In the fourth quarter, PHH reported $45 million in net income or $0.78 per basic share.

For the full year, the net income was $135 million or $2.36 per basic share.

According to the full year report, released after market close, full-year retail mortgage loan closings hit $47.4 billion, up 4% from 2012.

However, full-year total mortgage loan closings were $52.4 billion.

That's down 6% from 2012.

Things got even worse in the last quarter of the year.

Mortgage applications declined 18% sequentially in the fourth quarter to $10.4 billion.

"The Company has retained JPMorgan Securities, Centerview Partners and Kirkland & Ellis to assist in exploring ways to maximize shareholder value through the separation or sale of the company’s fleet business, mortgage business, or both," the report states.

During the fourth quarter of 2013, repurchase requests from the government-sponsored enterprises began to trail off.
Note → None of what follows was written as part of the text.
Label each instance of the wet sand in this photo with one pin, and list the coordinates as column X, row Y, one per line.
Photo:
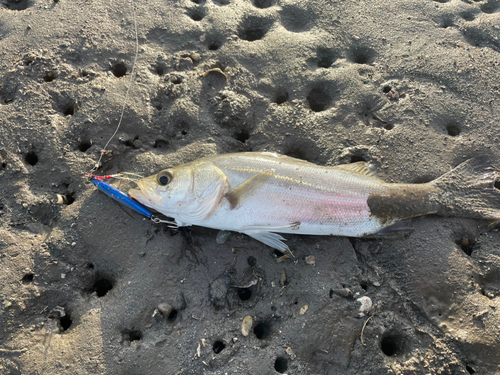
column 89, row 287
"We did not record any repurchase and foreclosure-related charges during the third quarter of 2013. In the fourth quarter of 2012 repurchase and foreclosure-related charges were $37 million," the report states.

"We believe the GSEs are complete with substantially all repurchase demands for loans originated prior to 2009," the earnings conclude.

However, as government-insured loan foreclosures persist through 2014, PHH is expecting more losses, as some of the mortgages may not be eligible for insurance reimbursement.

PHH declined to include why these loans may not be eligible in the earnings report.

In January, the Consumer Financial Protection Bureau initiated administrative proceedings against PHH, allegeding that it harmed consumers through a mortgage insurance kickback scheme that started as early as 1995, in its latest enforcement action.

PHH hit back, denying the CFPB complaint even has grounding.

"We intend to vigorously defend against the CFPB's allegations; however, there can be no assurance that we will be successful in such efforts given the inherent uncertainties involved in litigation," the company said in a statement.